Bateman v. United States Postal Service
Case No. 99-15394
U.S. Court of Appeals for the Ninth Circuit
CIVIL-RELIEF FROM DEFAULT-EXCUSABLE NEGLECT
Bateman filed a civil rights action against his former employer, the U.S. Postal Service, alleging discrimination and retaliation. His attorney had an emergency taking him out of the country for several weeks. When his assistant tried to obtain a stipulated extension of several depositions and the government's motion for summary judgment, it was refused. The Postal Service filed its motion for summary judgment as planned on Friday, August 7 and noticed September 11 for the hearing date. This was 12 days after the attorney's return. The time for a response to the motion was on August 21, while the attorney was still out of the country. The attorney returned on August 29, but did not contact the court until September 14th. The district court granted summary judgment. The attorney then filed a Rule 60(b) motion on November 5, which the district court denied.
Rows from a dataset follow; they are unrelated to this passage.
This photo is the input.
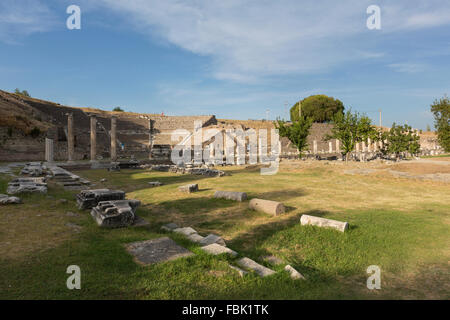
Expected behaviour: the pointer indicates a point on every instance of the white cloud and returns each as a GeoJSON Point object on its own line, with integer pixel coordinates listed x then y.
{"type": "Point", "coordinates": [23, 17]}
{"type": "Point", "coordinates": [249, 40]}
{"type": "Point", "coordinates": [407, 67]}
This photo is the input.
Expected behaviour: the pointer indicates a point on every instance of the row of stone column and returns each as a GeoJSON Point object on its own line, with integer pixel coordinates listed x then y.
{"type": "Point", "coordinates": [360, 147]}
{"type": "Point", "coordinates": [49, 149]}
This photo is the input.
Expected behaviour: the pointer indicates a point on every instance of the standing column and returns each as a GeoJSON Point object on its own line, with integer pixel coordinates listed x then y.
{"type": "Point", "coordinates": [93, 138]}
{"type": "Point", "coordinates": [48, 150]}
{"type": "Point", "coordinates": [70, 138]}
{"type": "Point", "coordinates": [113, 139]}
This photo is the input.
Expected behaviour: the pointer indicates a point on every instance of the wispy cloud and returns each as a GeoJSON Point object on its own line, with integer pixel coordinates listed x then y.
{"type": "Point", "coordinates": [407, 67]}
{"type": "Point", "coordinates": [20, 18]}
{"type": "Point", "coordinates": [249, 40]}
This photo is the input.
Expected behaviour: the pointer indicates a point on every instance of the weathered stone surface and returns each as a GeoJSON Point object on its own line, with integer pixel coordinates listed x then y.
{"type": "Point", "coordinates": [27, 185]}
{"type": "Point", "coordinates": [155, 184]}
{"type": "Point", "coordinates": [294, 273]}
{"type": "Point", "coordinates": [185, 231]}
{"type": "Point", "coordinates": [256, 267]}
{"type": "Point", "coordinates": [34, 169]}
{"type": "Point", "coordinates": [157, 250]}
{"type": "Point", "coordinates": [4, 199]}
{"type": "Point", "coordinates": [216, 249]}
{"type": "Point", "coordinates": [189, 188]}
{"type": "Point", "coordinates": [169, 227]}
{"type": "Point", "coordinates": [231, 195]}
{"type": "Point", "coordinates": [272, 260]}
{"type": "Point", "coordinates": [267, 206]}
{"type": "Point", "coordinates": [115, 213]}
{"type": "Point", "coordinates": [239, 270]}
{"type": "Point", "coordinates": [212, 238]}
{"type": "Point", "coordinates": [322, 222]}
{"type": "Point", "coordinates": [87, 199]}
{"type": "Point", "coordinates": [195, 237]}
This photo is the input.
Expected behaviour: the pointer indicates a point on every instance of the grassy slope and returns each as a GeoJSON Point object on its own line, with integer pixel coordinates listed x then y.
{"type": "Point", "coordinates": [400, 225]}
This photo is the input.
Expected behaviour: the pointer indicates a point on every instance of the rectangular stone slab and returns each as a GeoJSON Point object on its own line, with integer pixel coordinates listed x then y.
{"type": "Point", "coordinates": [87, 199]}
{"type": "Point", "coordinates": [156, 250]}
{"type": "Point", "coordinates": [322, 222]}
{"type": "Point", "coordinates": [185, 231]}
{"type": "Point", "coordinates": [252, 265]}
{"type": "Point", "coordinates": [212, 238]}
{"type": "Point", "coordinates": [216, 249]}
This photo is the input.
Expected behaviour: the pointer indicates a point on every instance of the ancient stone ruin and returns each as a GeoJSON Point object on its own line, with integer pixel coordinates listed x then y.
{"type": "Point", "coordinates": [27, 185]}
{"type": "Point", "coordinates": [33, 169]}
{"type": "Point", "coordinates": [88, 199]}
{"type": "Point", "coordinates": [188, 188]}
{"type": "Point", "coordinates": [115, 213]}
{"type": "Point", "coordinates": [5, 199]}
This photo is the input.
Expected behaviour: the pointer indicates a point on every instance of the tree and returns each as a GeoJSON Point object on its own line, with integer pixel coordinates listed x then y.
{"type": "Point", "coordinates": [320, 108]}
{"type": "Point", "coordinates": [401, 139]}
{"type": "Point", "coordinates": [297, 132]}
{"type": "Point", "coordinates": [22, 93]}
{"type": "Point", "coordinates": [351, 128]}
{"type": "Point", "coordinates": [441, 111]}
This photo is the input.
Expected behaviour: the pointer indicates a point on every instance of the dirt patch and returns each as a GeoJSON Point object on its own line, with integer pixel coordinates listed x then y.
{"type": "Point", "coordinates": [420, 168]}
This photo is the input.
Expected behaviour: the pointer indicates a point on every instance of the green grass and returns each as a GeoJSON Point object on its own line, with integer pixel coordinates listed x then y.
{"type": "Point", "coordinates": [399, 225]}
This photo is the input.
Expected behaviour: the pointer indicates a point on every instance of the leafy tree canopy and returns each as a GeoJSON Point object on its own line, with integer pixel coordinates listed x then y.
{"type": "Point", "coordinates": [401, 139]}
{"type": "Point", "coordinates": [350, 128]}
{"type": "Point", "coordinates": [441, 111]}
{"type": "Point", "coordinates": [320, 108]}
{"type": "Point", "coordinates": [297, 132]}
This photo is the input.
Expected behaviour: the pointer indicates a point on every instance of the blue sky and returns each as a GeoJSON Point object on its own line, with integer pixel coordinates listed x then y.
{"type": "Point", "coordinates": [234, 59]}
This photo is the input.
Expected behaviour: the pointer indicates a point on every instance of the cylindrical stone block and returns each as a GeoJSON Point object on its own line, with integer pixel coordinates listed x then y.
{"type": "Point", "coordinates": [322, 222]}
{"type": "Point", "coordinates": [231, 195]}
{"type": "Point", "coordinates": [267, 206]}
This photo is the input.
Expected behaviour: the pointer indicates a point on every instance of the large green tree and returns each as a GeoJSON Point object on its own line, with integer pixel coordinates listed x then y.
{"type": "Point", "coordinates": [297, 132]}
{"type": "Point", "coordinates": [320, 108]}
{"type": "Point", "coordinates": [441, 110]}
{"type": "Point", "coordinates": [401, 139]}
{"type": "Point", "coordinates": [351, 128]}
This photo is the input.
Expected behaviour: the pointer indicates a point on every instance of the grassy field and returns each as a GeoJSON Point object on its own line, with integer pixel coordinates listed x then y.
{"type": "Point", "coordinates": [401, 225]}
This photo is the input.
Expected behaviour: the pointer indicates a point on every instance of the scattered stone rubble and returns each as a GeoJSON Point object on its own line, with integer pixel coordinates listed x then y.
{"type": "Point", "coordinates": [5, 199]}
{"type": "Point", "coordinates": [67, 179]}
{"type": "Point", "coordinates": [33, 169]}
{"type": "Point", "coordinates": [88, 199]}
{"type": "Point", "coordinates": [188, 188]}
{"type": "Point", "coordinates": [204, 171]}
{"type": "Point", "coordinates": [27, 185]}
{"type": "Point", "coordinates": [215, 245]}
{"type": "Point", "coordinates": [115, 213]}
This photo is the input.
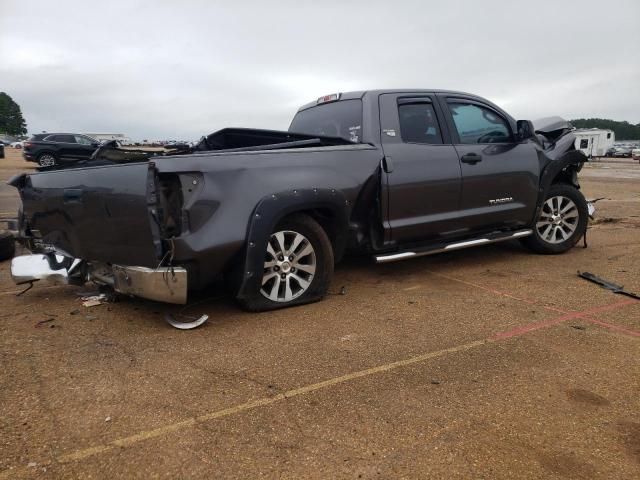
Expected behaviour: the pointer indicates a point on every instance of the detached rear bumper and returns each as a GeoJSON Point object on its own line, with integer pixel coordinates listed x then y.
{"type": "Point", "coordinates": [163, 284]}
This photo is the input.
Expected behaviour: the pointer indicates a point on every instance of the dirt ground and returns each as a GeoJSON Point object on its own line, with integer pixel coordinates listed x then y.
{"type": "Point", "coordinates": [485, 363]}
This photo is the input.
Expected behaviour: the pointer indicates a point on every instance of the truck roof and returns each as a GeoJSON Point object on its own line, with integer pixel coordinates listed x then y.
{"type": "Point", "coordinates": [358, 94]}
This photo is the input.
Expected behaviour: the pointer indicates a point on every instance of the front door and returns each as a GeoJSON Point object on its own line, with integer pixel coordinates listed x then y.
{"type": "Point", "coordinates": [500, 175]}
{"type": "Point", "coordinates": [422, 172]}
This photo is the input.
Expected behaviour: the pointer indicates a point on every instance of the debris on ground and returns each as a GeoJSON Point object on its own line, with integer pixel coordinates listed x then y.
{"type": "Point", "coordinates": [95, 300]}
{"type": "Point", "coordinates": [42, 322]}
{"type": "Point", "coordinates": [619, 289]}
{"type": "Point", "coordinates": [185, 325]}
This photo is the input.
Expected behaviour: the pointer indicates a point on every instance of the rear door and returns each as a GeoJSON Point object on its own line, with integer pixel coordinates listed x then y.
{"type": "Point", "coordinates": [422, 172]}
{"type": "Point", "coordinates": [101, 213]}
{"type": "Point", "coordinates": [85, 147]}
{"type": "Point", "coordinates": [500, 176]}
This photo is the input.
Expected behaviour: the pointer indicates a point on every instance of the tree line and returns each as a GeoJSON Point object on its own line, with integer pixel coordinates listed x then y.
{"type": "Point", "coordinates": [622, 130]}
{"type": "Point", "coordinates": [11, 120]}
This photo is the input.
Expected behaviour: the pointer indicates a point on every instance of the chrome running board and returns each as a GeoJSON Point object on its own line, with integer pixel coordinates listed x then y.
{"type": "Point", "coordinates": [394, 257]}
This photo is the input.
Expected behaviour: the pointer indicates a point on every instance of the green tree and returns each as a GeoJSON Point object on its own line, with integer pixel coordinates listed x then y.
{"type": "Point", "coordinates": [11, 120]}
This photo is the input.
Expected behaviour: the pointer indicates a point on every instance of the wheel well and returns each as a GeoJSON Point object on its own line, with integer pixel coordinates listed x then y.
{"type": "Point", "coordinates": [330, 223]}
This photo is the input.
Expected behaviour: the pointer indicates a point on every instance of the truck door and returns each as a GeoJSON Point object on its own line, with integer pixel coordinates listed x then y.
{"type": "Point", "coordinates": [421, 169]}
{"type": "Point", "coordinates": [500, 176]}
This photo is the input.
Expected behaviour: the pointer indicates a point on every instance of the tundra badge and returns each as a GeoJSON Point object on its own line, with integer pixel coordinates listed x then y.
{"type": "Point", "coordinates": [496, 201]}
HELD: Rule 60(b)(1) of Civil Procedure provides that a court may relieve a party or a party's legal representative from a final judgment on the basis of mistake, inadvertence, surprise, or excusable neglect. Excusable neglect covers negligence on the part of counsel. The determination of whether neglect is excusable is an equitable one that depends on: (1) the danger of prejudice to the opposing party; (2) the length of the delay and its potential impact on the proceedings; (3) the reason for the delay; and, (4) whether the movant acted in good faith. The district court abused its discretion because it failed to conduct the required equitable analysis for granting or denying relief. After the Court conducted the equitable analysis it concluded that Bateman is entitled to Rule 60(b)(1) relief. Reversed and remanded.
Diamond v. City of Taft
Case No. 98-17253
U.S. Court of Appeals for the Ninth Circuit
ORDER-RESTRICTIVE ZONING OF ADULT BUSINESS
Amendment to opinion filed June 27, 2000, not affecting the judgment.